The Empire State Building: Setting A Green Example

empire state building night The Empire State Building: Setting A Green Example

The Empire State Building, next to the Statue of Liberty, is probably the most recognizable structure in New York. Tourists flock to it, residents see it nearly everyday and speaking from personal experience, virtually every child in a New York school goes on a tour of it at least once in his K-12 life. So I was thrilled to learn about some of the recent changes to the landmark that have made it even better.

One of the great things about this building is how it’s lit up at night. If the Rangers Rangers win a game, it’s colored red and blue. If it’s St. Patrick’s Day, it’s a vibrant green. Combined with all the tourists that go through it daily, that’s a lot of energy being used for just one building.

Last year’s renovations, however, have made it possible for the building to save 20% of the energy used by the 20,000 workers and 3.5 million annual visitors.

Some of the changes are new elevators that harvest energy with regenerative braking, lights capable of turning on and off by themselves and the largest wireless network of sensors installed in any building on the planet.

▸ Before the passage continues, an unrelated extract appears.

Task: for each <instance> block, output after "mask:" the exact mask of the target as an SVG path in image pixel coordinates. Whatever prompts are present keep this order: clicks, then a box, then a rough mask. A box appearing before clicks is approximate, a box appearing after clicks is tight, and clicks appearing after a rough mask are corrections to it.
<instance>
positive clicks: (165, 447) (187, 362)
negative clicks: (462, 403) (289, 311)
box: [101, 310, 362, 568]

Saving energy without compromise in performance is what’s going to save the world, and that’s the work we set about doing at the Empire State Building,” chief of the Empire State Realty Trust Anthony Malkin said.

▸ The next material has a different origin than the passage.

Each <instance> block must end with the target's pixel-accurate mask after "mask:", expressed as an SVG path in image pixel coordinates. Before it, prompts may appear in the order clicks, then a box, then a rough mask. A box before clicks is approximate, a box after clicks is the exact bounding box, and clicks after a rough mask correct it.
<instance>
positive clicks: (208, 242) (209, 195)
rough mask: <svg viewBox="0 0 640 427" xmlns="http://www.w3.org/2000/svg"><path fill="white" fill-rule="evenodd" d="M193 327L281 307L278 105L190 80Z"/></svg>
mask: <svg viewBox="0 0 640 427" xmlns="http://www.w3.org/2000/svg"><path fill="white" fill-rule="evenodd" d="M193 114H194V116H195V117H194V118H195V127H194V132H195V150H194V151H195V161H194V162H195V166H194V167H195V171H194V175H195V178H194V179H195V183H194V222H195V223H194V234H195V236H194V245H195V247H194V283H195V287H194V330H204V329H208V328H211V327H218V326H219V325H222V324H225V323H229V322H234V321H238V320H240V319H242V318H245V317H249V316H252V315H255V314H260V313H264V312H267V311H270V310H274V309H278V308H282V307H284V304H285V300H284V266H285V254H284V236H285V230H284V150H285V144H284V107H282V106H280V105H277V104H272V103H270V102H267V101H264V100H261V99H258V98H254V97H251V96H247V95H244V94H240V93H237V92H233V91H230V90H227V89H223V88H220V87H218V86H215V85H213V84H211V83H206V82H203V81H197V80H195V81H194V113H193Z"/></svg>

In its first year of the renovation, the Empire State Building has saved $2.4 million dollars. When the full energy renovation is complete, the building will save on average $4.4 million a year, enough to pay for the retrofitting in just three years.

The process started back in 2006 when the planning began, but actual work started in 2009 with work crews installing new insulation between radiators sitting below each of the windows and the building’s outer walls, attempting to keep the heat from escaping during colder months.

Each of the building’s 6,514 windows were taken out and installed with a heat-reflective film between the panes while also injecting krypton and argon for added installation. So as not to disturb workers, this process was done entirely at night. Finally, new LEDs light up the building, not only allowing for more energy efficiency, but a wider range of color designs than before.